Accessing Universal-Sentence-encoder training vocabulary-CodePudding

I'm basing this question off of this similar question, but the multilingual universal embeddings have a slightly different structure:

saved_model = loader_impl.parse_saved_model("/path_to/universal_sent_encoder")
graph = saved_model.meta_graphs[0].graph_def

fns = [f for f in graph.library.function if "ptb" in str(f).lower()][0].node_def
print(len(fns))
>>> 1272

nodes = [n for n in fns if 'SentencepieceOp' in n.name]
model_string = nodes[0].attr.get('model').s

I see a byte string with what I assume is a compressed list/dict of tokens:

model_string[100:200]
>>> b"\x19\n\x10extra_token_id_3\x15\x00\x00\x00\x00\x18\x04\n\n\n\x03\xe2\x96\x81\x15_\xbaU\xc0\n\x08\n\x01,\x15~\xdac\xc0\n\x08\n\x01.\x15\x08\xf6d\xc0\n\x08\n\x01s\x15\xe8\xa8\x8b\xc0\n\x0b\n\x04\xe2\x96\x81a\x15\xaf \x9b\xc0\n\x08\n\x01'\x15j\xe9\x9b\xc0\n\r\n\x06\xe2\x96\x81th"

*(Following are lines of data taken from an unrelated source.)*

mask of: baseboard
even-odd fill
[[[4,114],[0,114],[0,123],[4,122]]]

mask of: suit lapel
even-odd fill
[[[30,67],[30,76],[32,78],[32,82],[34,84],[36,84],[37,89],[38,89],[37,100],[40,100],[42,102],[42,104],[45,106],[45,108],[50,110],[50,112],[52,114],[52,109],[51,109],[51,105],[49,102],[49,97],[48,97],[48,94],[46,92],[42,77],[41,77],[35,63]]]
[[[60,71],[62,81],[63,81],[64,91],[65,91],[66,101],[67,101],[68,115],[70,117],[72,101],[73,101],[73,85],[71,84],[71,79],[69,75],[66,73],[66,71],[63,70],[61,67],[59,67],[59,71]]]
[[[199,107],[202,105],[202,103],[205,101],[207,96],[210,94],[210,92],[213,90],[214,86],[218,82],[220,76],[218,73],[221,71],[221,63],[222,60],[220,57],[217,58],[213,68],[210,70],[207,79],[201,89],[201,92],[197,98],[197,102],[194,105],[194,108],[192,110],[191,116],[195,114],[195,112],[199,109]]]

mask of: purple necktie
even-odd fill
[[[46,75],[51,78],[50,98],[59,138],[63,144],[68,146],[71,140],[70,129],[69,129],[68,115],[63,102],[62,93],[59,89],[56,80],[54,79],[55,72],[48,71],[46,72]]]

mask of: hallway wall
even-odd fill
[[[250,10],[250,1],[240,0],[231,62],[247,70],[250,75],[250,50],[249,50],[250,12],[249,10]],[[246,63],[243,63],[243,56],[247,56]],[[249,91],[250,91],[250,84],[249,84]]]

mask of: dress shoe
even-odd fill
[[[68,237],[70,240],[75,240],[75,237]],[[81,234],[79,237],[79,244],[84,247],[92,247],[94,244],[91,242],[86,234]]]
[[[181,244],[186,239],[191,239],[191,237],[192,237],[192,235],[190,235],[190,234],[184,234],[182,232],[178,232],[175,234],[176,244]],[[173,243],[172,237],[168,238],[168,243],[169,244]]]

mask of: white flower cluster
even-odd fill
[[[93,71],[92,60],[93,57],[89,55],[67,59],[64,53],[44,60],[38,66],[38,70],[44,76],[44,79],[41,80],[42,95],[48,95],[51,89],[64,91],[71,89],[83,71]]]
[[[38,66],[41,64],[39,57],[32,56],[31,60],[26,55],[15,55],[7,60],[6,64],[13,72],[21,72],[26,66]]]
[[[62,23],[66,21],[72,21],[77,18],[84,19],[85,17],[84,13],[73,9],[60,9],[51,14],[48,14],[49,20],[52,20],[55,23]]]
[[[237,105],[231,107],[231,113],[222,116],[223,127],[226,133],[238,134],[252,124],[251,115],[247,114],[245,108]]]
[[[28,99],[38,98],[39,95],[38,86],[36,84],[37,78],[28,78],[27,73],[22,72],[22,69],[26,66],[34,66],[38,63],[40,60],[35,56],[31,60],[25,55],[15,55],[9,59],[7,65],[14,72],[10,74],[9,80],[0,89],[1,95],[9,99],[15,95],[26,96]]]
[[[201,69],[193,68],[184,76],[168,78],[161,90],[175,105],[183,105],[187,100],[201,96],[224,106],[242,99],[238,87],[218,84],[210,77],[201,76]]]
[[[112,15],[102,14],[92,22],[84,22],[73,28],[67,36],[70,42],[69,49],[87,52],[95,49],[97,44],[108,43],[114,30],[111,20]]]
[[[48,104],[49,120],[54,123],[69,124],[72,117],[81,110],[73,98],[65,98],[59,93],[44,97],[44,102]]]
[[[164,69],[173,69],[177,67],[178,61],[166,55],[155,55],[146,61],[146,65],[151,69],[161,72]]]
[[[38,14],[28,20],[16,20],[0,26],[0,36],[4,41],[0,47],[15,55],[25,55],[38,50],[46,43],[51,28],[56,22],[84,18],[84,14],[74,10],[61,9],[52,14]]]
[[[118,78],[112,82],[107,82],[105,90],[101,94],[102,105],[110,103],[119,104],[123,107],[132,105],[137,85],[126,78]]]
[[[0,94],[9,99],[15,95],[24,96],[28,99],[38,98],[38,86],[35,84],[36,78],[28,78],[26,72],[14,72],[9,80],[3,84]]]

But i've tried multiple ways of uncompressing this:

decoded_model_string = codecs.decode(model_string, 'ISO-8859-1') # decodes just fine


pickle.loads(model_string)
>>>
 UnpicklingError                           Traceback (most recent call last)
<ipython-input-183-857101d05cb4> in <module>
----> 1 pickle.loads(model_string)

UnpicklingError: invalid load key, '\x0a'

pickle.loads(model_string.encode('utf-8'))

>>>
 UnpicklingError                           Traceback (most recent call last)
<ipython-input-183-857101d05cb4> in <module>
----> 1 pickle.loads(model_string)

UnpicklingError: invalid load key, '\x0a'

I've also tried the tensorflow.io.decode_raw but also run into utf decoding errors.

CodePudding user response：

Took a bit but I had to load the by

import sentencepiece as spm

sp_model = spm.SentencePieceProcessor()
sp_model.LoadFromSerializedProto(model_string)
vocab = {sp_model.IdToPiece(i): i for i in range(sp_model.GetPieceSize())}